Now that sexuality is fading, I realise how much I would have liked to have had so many women of different figures, ages, intelligences, races, cultures, etc., to have been a sexual scholar able to reflect and make fascinating comparisons....but then of course I would not have been my self, different fulfilments (better? happier? probably not!)

Yet one must start off from where one is put, and despite everything I regard myself as happy now and my life, ON BALANCE, as happy and fulfilled (under Heaven, thanks entirely to Judith) and feel even deeply how true is the Portuguese proverb, 'God writes straight with crooked lines'.

P.S. I regarded my sensuality and my religion as opposed (how 'chapel'!) when really, I now discover, they were mutually supporting; I often feel now at 68 that both have left me. This is not entirely true.

N.B. A possible way of looking at things: By God's blessings I am being given what I need (not what I deserve or want, what I need.) And Judith is the chief agent of that blessing; without her I would be a very lonely and bitter old man, with her I am (nearly always) cheerful, and feel no older than I must. (Though when gout strikes, that is very.)

Wednesday, 13 July 2011

Three moments in my twenties when my whole life afterwards might have changed, and didn't.

1. When sexy M. cried 'Let's rest!' and threw herself down on the grass on her back, and I didn't throw myself on top of her.

2. When an Indian relative by marriage asked me to marry one of his nieces, whom he would import specially. I politely refused. (I thought of that fairly often later as my actual marriage became so difficult.)

3. When sunbathing in my garden beside a male friend clothed I was wearing only underpants and I took them off and even in doing so became fiercely erect - but we both pretended I hadn't.

(And one in my teens, when a girl I'd never seen before, - 'common', I thought, [?over]-fastidiously, asked me when I was going to ask her out on a date; didn't. Suppose I had ---!!)

See 'Nakedness (discreeter version)' also.

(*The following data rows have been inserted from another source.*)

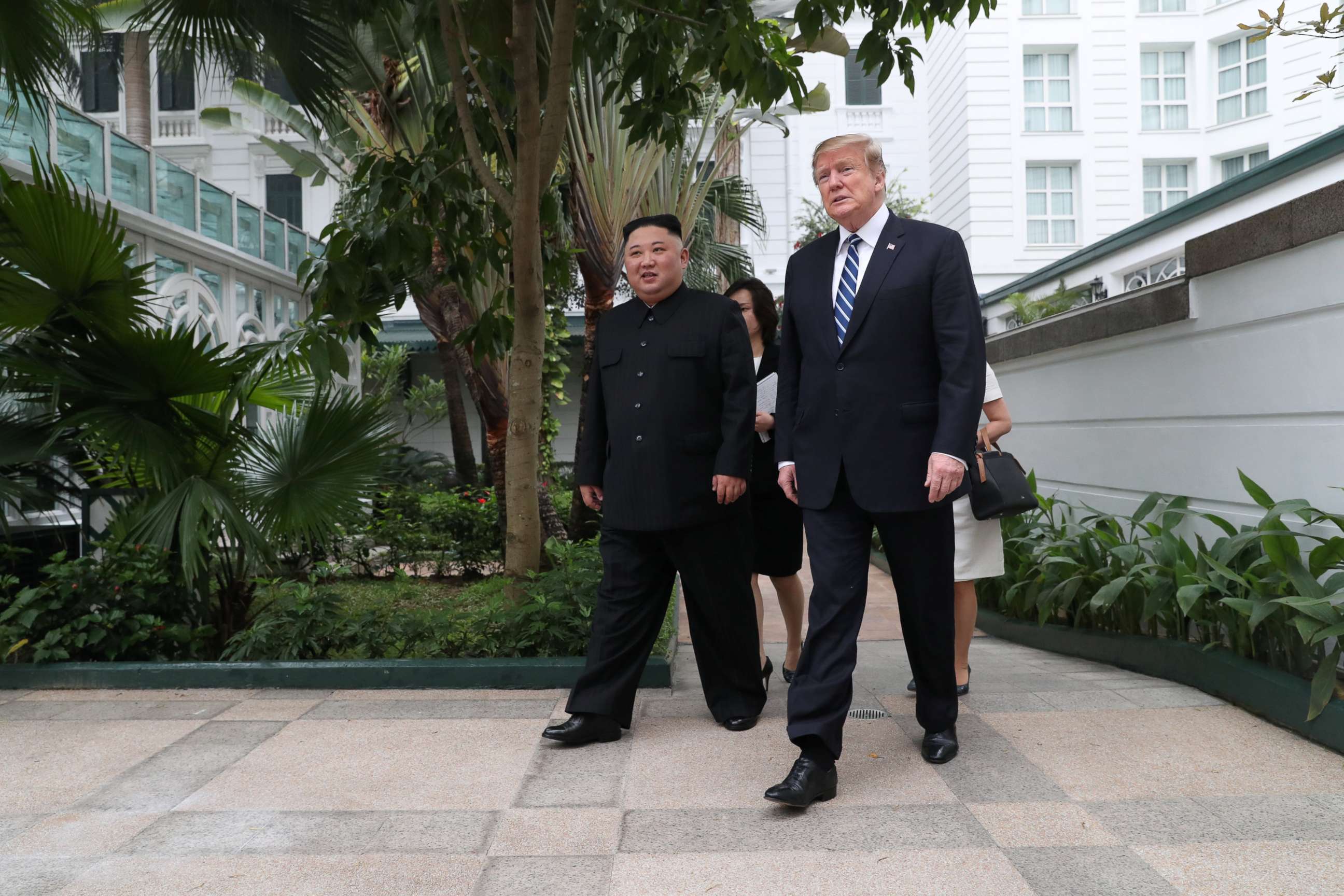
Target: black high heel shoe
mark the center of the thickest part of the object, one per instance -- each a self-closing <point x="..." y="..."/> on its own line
<point x="961" y="690"/>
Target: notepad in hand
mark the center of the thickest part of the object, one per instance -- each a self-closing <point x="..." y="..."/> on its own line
<point x="766" y="394"/>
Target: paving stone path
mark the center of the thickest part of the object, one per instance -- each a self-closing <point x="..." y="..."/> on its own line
<point x="1074" y="778"/>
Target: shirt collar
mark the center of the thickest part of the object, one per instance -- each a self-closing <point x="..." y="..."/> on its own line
<point x="870" y="233"/>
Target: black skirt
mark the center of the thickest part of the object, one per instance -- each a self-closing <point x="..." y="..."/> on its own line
<point x="777" y="533"/>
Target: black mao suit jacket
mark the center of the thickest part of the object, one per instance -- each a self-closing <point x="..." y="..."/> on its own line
<point x="671" y="403"/>
<point x="907" y="382"/>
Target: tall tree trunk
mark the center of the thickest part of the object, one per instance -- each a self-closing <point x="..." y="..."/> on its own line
<point x="598" y="296"/>
<point x="523" y="540"/>
<point x="137" y="77"/>
<point x="464" y="453"/>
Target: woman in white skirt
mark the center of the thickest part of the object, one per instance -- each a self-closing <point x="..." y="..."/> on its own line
<point x="980" y="544"/>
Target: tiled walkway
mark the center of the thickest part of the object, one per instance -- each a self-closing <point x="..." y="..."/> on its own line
<point x="1074" y="778"/>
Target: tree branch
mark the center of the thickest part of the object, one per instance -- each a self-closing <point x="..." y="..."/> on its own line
<point x="464" y="113"/>
<point x="555" y="113"/>
<point x="486" y="92"/>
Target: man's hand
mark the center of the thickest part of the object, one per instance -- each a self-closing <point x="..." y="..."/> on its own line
<point x="592" y="496"/>
<point x="944" y="476"/>
<point x="789" y="481"/>
<point x="729" y="488"/>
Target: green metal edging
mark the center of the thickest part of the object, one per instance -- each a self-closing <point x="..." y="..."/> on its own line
<point x="1295" y="160"/>
<point x="1254" y="687"/>
<point x="332" y="675"/>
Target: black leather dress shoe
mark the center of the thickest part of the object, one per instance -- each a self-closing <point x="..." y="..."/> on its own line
<point x="584" y="729"/>
<point x="940" y="746"/>
<point x="807" y="783"/>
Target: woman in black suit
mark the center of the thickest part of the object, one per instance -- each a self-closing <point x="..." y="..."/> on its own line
<point x="776" y="522"/>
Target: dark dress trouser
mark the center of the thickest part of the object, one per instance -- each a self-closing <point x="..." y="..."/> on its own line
<point x="637" y="572"/>
<point x="920" y="549"/>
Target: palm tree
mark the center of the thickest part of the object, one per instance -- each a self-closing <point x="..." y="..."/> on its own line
<point x="88" y="363"/>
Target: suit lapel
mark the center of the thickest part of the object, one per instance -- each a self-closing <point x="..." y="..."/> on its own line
<point x="884" y="254"/>
<point x="823" y="272"/>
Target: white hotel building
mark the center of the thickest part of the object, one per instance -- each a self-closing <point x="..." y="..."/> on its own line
<point x="1054" y="124"/>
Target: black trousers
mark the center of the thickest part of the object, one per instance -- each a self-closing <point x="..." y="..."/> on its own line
<point x="637" y="572"/>
<point x="920" y="547"/>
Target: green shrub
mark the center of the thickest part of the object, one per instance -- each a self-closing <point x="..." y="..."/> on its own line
<point x="1253" y="592"/>
<point x="123" y="605"/>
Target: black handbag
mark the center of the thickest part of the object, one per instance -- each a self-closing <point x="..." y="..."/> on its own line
<point x="998" y="484"/>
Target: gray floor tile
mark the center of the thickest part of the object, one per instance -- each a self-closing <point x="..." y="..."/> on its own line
<point x="1088" y="871"/>
<point x="1171" y="697"/>
<point x="1160" y="821"/>
<point x="12" y="825"/>
<point x="550" y="875"/>
<point x="1265" y="817"/>
<point x="539" y="792"/>
<point x="179" y="770"/>
<point x="142" y="710"/>
<point x="1077" y="701"/>
<point x="31" y="710"/>
<point x="39" y="876"/>
<point x="822" y="828"/>
<point x="1004" y="702"/>
<point x="432" y="710"/>
<point x="326" y="833"/>
<point x="988" y="767"/>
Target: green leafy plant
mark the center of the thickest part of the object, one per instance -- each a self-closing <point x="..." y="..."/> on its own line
<point x="1256" y="590"/>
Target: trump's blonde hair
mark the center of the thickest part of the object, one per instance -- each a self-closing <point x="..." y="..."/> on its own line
<point x="870" y="147"/>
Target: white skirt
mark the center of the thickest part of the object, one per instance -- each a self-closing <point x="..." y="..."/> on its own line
<point x="980" y="544"/>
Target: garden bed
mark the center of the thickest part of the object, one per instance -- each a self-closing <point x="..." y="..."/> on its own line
<point x="1270" y="694"/>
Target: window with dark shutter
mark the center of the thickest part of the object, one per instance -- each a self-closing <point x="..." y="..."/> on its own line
<point x="100" y="85"/>
<point x="285" y="198"/>
<point x="861" y="89"/>
<point x="178" y="85"/>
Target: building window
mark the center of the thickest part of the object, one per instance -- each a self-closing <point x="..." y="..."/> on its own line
<point x="861" y="89"/>
<point x="1163" y="90"/>
<point x="1052" y="219"/>
<point x="178" y="85"/>
<point x="100" y="87"/>
<point x="1047" y="7"/>
<point x="1233" y="165"/>
<point x="1047" y="92"/>
<point x="285" y="198"/>
<point x="1241" y="80"/>
<point x="276" y="82"/>
<point x="1164" y="185"/>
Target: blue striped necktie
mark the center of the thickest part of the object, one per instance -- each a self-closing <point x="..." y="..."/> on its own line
<point x="848" y="288"/>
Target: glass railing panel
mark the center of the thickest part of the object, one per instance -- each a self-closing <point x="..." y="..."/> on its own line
<point x="176" y="194"/>
<point x="275" y="241"/>
<point x="249" y="229"/>
<point x="80" y="149"/>
<point x="131" y="178"/>
<point x="217" y="214"/>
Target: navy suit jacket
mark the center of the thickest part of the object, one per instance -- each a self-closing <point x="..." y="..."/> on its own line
<point x="907" y="382"/>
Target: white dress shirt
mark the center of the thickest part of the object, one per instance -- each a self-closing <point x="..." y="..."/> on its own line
<point x="870" y="233"/>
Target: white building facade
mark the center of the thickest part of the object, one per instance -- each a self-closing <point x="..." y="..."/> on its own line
<point x="1054" y="124"/>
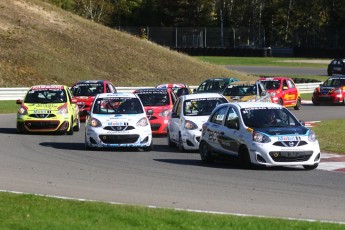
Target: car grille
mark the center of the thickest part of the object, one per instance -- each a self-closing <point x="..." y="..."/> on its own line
<point x="284" y="156"/>
<point x="44" y="115"/>
<point x="118" y="128"/>
<point x="155" y="127"/>
<point x="289" y="143"/>
<point x="37" y="125"/>
<point x="119" y="139"/>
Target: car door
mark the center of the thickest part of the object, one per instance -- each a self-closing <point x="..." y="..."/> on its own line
<point x="229" y="134"/>
<point x="214" y="128"/>
<point x="174" y="122"/>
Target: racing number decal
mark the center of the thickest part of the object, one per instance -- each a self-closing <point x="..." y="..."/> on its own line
<point x="213" y="136"/>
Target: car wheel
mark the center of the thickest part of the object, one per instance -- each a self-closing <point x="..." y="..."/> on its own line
<point x="281" y="102"/>
<point x="205" y="152"/>
<point x="298" y="104"/>
<point x="310" y="167"/>
<point x="77" y="127"/>
<point x="180" y="144"/>
<point x="70" y="131"/>
<point x="244" y="158"/>
<point x="170" y="143"/>
<point x="148" y="148"/>
<point x="315" y="102"/>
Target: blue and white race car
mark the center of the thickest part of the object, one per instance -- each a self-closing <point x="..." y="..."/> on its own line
<point x="118" y="120"/>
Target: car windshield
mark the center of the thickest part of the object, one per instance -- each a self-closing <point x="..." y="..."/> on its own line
<point x="271" y="84"/>
<point x="201" y="106"/>
<point x="334" y="82"/>
<point x="240" y="90"/>
<point x="46" y="96"/>
<point x="268" y="117"/>
<point x="151" y="98"/>
<point x="87" y="89"/>
<point x="117" y="105"/>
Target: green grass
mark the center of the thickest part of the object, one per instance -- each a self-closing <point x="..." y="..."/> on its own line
<point x="37" y="212"/>
<point x="263" y="61"/>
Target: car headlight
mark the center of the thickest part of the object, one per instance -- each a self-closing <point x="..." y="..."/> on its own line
<point x="260" y="137"/>
<point x="164" y="113"/>
<point x="22" y="110"/>
<point x="311" y="136"/>
<point x="95" y="122"/>
<point x="63" y="109"/>
<point x="190" y="125"/>
<point x="143" y="122"/>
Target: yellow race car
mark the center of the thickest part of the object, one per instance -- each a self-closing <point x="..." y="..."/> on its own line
<point x="48" y="108"/>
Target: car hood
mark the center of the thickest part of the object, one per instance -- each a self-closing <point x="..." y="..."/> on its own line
<point x="240" y="98"/>
<point x="272" y="131"/>
<point x="198" y="120"/>
<point x="48" y="106"/>
<point x="84" y="98"/>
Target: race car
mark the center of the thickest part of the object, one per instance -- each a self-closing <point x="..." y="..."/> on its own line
<point x="258" y="134"/>
<point x="85" y="91"/>
<point x="283" y="91"/>
<point x="332" y="91"/>
<point x="48" y="108"/>
<point x="117" y="120"/>
<point x="158" y="103"/>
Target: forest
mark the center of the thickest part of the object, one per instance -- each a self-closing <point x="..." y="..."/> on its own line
<point x="282" y="23"/>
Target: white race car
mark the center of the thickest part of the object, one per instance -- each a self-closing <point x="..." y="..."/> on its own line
<point x="186" y="119"/>
<point x="118" y="120"/>
<point x="259" y="133"/>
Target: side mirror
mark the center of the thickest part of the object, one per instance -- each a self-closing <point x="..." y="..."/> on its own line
<point x="233" y="125"/>
<point x="174" y="115"/>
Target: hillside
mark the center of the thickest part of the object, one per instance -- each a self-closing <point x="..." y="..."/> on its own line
<point x="42" y="44"/>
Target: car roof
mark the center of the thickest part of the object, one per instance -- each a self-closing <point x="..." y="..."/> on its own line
<point x="201" y="95"/>
<point x="243" y="83"/>
<point x="111" y="95"/>
<point x="42" y="87"/>
<point x="273" y="78"/>
<point x="90" y="81"/>
<point x="244" y="105"/>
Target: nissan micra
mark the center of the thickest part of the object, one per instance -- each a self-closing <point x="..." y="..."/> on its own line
<point x="117" y="120"/>
<point x="187" y="117"/>
<point x="258" y="133"/>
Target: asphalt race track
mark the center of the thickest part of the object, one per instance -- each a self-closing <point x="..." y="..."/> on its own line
<point x="58" y="165"/>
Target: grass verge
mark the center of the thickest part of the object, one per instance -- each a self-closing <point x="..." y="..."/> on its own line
<point x="37" y="212"/>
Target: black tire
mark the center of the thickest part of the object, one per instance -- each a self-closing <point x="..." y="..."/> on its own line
<point x="298" y="104"/>
<point x="180" y="144"/>
<point x="311" y="167"/>
<point x="205" y="153"/>
<point x="70" y="131"/>
<point x="170" y="143"/>
<point x="148" y="148"/>
<point x="281" y="102"/>
<point x="77" y="127"/>
<point x="315" y="102"/>
<point x="244" y="158"/>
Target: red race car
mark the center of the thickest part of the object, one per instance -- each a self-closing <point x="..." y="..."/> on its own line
<point x="283" y="91"/>
<point x="332" y="91"/>
<point x="85" y="91"/>
<point x="158" y="104"/>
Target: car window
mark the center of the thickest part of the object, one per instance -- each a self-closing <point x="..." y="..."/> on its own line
<point x="231" y="119"/>
<point x="218" y="115"/>
<point x="268" y="117"/>
<point x="46" y="96"/>
<point x="117" y="105"/>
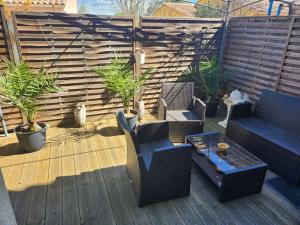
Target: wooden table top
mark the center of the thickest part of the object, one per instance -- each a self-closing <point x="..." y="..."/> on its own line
<point x="235" y="157"/>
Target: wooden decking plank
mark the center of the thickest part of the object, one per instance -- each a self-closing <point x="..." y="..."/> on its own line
<point x="14" y="175"/>
<point x="87" y="209"/>
<point x="37" y="208"/>
<point x="54" y="209"/>
<point x="139" y="215"/>
<point x="102" y="203"/>
<point x="266" y="207"/>
<point x="226" y="214"/>
<point x="70" y="205"/>
<point x="186" y="211"/>
<point x="22" y="199"/>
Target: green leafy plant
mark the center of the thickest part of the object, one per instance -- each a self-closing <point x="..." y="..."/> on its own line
<point x="208" y="78"/>
<point x="118" y="77"/>
<point x="22" y="87"/>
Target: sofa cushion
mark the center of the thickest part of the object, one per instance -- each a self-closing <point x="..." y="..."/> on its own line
<point x="147" y="149"/>
<point x="263" y="140"/>
<point x="279" y="109"/>
<point x="279" y="136"/>
<point x="182" y="115"/>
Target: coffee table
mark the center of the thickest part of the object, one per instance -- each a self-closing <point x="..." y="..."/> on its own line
<point x="236" y="173"/>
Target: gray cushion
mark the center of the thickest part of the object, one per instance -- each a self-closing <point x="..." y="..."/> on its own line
<point x="279" y="136"/>
<point x="182" y="115"/>
<point x="147" y="149"/>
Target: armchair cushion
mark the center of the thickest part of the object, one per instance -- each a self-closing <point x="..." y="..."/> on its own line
<point x="182" y="115"/>
<point x="153" y="131"/>
<point x="147" y="149"/>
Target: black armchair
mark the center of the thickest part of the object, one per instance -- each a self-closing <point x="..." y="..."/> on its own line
<point x="158" y="170"/>
<point x="185" y="113"/>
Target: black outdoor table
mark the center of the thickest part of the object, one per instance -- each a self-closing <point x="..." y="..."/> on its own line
<point x="236" y="173"/>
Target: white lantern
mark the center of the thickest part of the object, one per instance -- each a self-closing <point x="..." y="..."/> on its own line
<point x="235" y="97"/>
<point x="80" y="114"/>
<point x="139" y="56"/>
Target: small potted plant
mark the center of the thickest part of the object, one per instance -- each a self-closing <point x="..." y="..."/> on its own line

ps left-handed, my sister by chance met my first girlfriend a week or so back. it has crossed my mind sometimes that i valued her wrongly i.e. that what i really loved is that she made me stiff, not for herself, and in the end broke off callously -- but either intellectual or social snobbery would have warned me off, if, and if...a part of my conscience was lightened by knowing that, it seems, she is happy now. I'll add a separate post about her.

Sunday, 17 April 2011

A very very brief genealogy









David Gamon's ancestors were West Country clergy, farmers, shopkeepers and sea-captains, the author of Lorna Doone, and an Ashanti slave.